Кстати, именно с этих позиций была однажды рассмотрена работа редактора (цензора) и над зощенковскими текстами («Цензорская правка «Голубой книги» М. М. Зощенко». Публикация С. Печерского. – «Минувшее. Исторический альманах», выпуск третий, Париж, 1987).

В руках публикатора оказалась верстка первого издания «Голубой книги» (1935), которую он и предложил вниманию читателя, выделив жирным шрифтом все замены и вставки, а в скобках, курсивом – отдельные слова, фразы, а иногда и целые абзацы, изъятые цензором. (Или по настоянию цензора.)

В предисловии к этой своей публикации С. Печерский отмечал, что она «интересна и важна для изучения советской идеологии», поскольку, выбрасывая из зощенковского текста все, с его точки зрения, «несоответствующее», цензор оказался «прекрасным барометром идеологических новаций своего времени».

Между тем, следя за уродующим прикосновением редакторского (цензорского) карандаша к зощенковским текстам, есть немалый резон обратить внимание не только на эту сторону дела. «Стойка», которую делал редактор перед тем или иным зощенковским словцом, сплошь и рядом была продиктована не семантикой, не шокирующим его смыслом, Зощенковская художественная ткань, в отличие от текстов Булгакова или Бунина, чаще вызывала не социальную, не политическую, а именно раздраженную эстетическую реакцию редактора. (За которой, впрочем, как мы еще не раз сумеем убедиться, скрывалась все та же обостренная чувствительность именно к социальной, политической крамоле.)

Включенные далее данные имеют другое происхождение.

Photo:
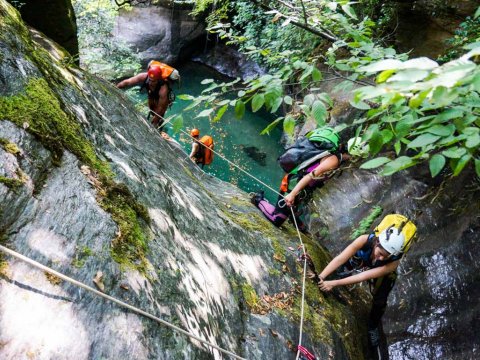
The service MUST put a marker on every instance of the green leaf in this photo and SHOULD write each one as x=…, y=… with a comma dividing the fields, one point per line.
x=349, y=11
x=271, y=126
x=257, y=102
x=276, y=104
x=473, y=141
x=220, y=113
x=454, y=152
x=309, y=99
x=319, y=112
x=384, y=75
x=289, y=125
x=398, y=164
x=239, y=109
x=386, y=135
x=381, y=65
x=177, y=123
x=375, y=142
x=316, y=75
x=205, y=113
x=436, y=164
x=360, y=105
x=397, y=147
x=461, y=163
x=185, y=97
x=422, y=140
x=374, y=163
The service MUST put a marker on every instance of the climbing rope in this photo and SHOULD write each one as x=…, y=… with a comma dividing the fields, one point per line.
x=112, y=299
x=294, y=221
x=220, y=155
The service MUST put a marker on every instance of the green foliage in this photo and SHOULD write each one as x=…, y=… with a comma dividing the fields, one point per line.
x=424, y=111
x=40, y=113
x=468, y=32
x=100, y=52
x=366, y=223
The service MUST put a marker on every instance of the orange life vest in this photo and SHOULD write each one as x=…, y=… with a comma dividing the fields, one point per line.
x=205, y=153
x=166, y=69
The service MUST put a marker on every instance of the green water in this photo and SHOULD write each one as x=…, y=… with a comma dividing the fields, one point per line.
x=238, y=140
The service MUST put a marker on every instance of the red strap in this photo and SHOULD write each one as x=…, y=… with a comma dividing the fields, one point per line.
x=305, y=353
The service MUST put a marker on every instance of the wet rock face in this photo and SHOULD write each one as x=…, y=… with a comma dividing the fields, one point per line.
x=55, y=18
x=433, y=309
x=86, y=185
x=167, y=34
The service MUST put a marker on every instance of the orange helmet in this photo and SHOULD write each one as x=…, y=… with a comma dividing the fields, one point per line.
x=155, y=73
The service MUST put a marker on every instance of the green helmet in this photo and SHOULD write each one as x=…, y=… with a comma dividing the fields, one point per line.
x=357, y=147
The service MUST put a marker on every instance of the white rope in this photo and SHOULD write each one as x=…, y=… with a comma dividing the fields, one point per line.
x=294, y=221
x=303, y=282
x=119, y=302
x=220, y=155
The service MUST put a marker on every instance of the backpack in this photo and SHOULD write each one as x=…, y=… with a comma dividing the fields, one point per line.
x=319, y=141
x=206, y=153
x=402, y=223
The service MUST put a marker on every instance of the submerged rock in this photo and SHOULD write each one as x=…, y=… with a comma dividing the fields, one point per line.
x=101, y=192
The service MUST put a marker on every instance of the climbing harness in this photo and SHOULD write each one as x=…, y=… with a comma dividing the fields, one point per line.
x=302, y=245
x=112, y=299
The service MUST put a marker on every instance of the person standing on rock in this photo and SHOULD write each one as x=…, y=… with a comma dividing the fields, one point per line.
x=201, y=153
x=372, y=258
x=157, y=80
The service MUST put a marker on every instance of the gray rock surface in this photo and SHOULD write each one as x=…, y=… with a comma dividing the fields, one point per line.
x=161, y=33
x=209, y=256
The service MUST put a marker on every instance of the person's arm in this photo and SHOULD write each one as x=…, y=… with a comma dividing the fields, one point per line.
x=365, y=275
x=327, y=164
x=161, y=106
x=343, y=257
x=135, y=80
x=194, y=150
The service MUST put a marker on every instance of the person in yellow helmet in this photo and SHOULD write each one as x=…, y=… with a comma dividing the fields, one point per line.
x=157, y=81
x=202, y=148
x=375, y=258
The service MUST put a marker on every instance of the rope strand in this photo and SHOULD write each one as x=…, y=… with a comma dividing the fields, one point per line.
x=111, y=298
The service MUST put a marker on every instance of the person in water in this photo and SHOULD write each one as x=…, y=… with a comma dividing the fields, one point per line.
x=297, y=188
x=375, y=258
x=201, y=153
x=157, y=80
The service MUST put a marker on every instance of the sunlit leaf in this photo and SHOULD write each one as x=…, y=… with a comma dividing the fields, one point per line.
x=205, y=113
x=289, y=125
x=177, y=123
x=271, y=126
x=398, y=164
x=316, y=75
x=349, y=11
x=454, y=152
x=461, y=163
x=436, y=164
x=220, y=113
x=257, y=102
x=422, y=140
x=375, y=163
x=239, y=109
x=185, y=97
x=319, y=112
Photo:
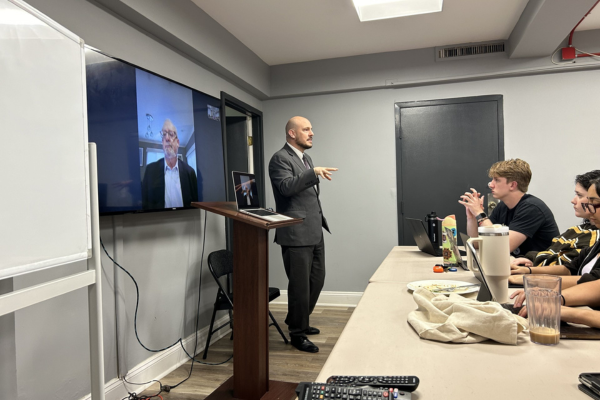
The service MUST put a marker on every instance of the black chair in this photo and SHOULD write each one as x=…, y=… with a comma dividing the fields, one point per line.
x=220, y=263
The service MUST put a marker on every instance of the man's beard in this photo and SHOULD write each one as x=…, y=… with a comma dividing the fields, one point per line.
x=305, y=145
x=170, y=152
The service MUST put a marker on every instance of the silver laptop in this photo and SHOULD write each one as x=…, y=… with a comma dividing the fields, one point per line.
x=247, y=200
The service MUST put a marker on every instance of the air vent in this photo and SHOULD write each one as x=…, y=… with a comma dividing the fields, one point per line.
x=469, y=50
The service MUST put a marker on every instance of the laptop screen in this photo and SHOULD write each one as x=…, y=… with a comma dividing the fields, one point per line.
x=245, y=189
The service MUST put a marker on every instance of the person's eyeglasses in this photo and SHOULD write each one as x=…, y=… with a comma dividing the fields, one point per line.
x=589, y=207
x=171, y=134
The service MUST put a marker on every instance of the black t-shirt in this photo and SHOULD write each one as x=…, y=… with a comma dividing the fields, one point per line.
x=532, y=218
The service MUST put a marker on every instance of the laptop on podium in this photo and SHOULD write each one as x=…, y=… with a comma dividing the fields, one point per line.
x=248, y=200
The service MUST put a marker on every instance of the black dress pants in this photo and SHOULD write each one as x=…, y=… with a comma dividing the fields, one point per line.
x=305, y=269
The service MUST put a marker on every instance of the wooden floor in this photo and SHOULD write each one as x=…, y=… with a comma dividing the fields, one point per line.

Таким образом, следя за движениями редакторского карандаша по зощенковским текстам, мы как бы получаем еще дополнительную возможность вглядеться пристальнее в особенности зощенковского художественного метода, сфокусировать свое внимание на некоторых свойствах и чертах этого метода, не всегда попадавших в поле нашего зрения.

Отказавшись от соблазна выделить в составленном мною трехтомнике все эти прикосновения редакторского карандаша курсивом, я решил приберечь эти несостоявшиеся «курсивы» для какого-нибудь другого случая.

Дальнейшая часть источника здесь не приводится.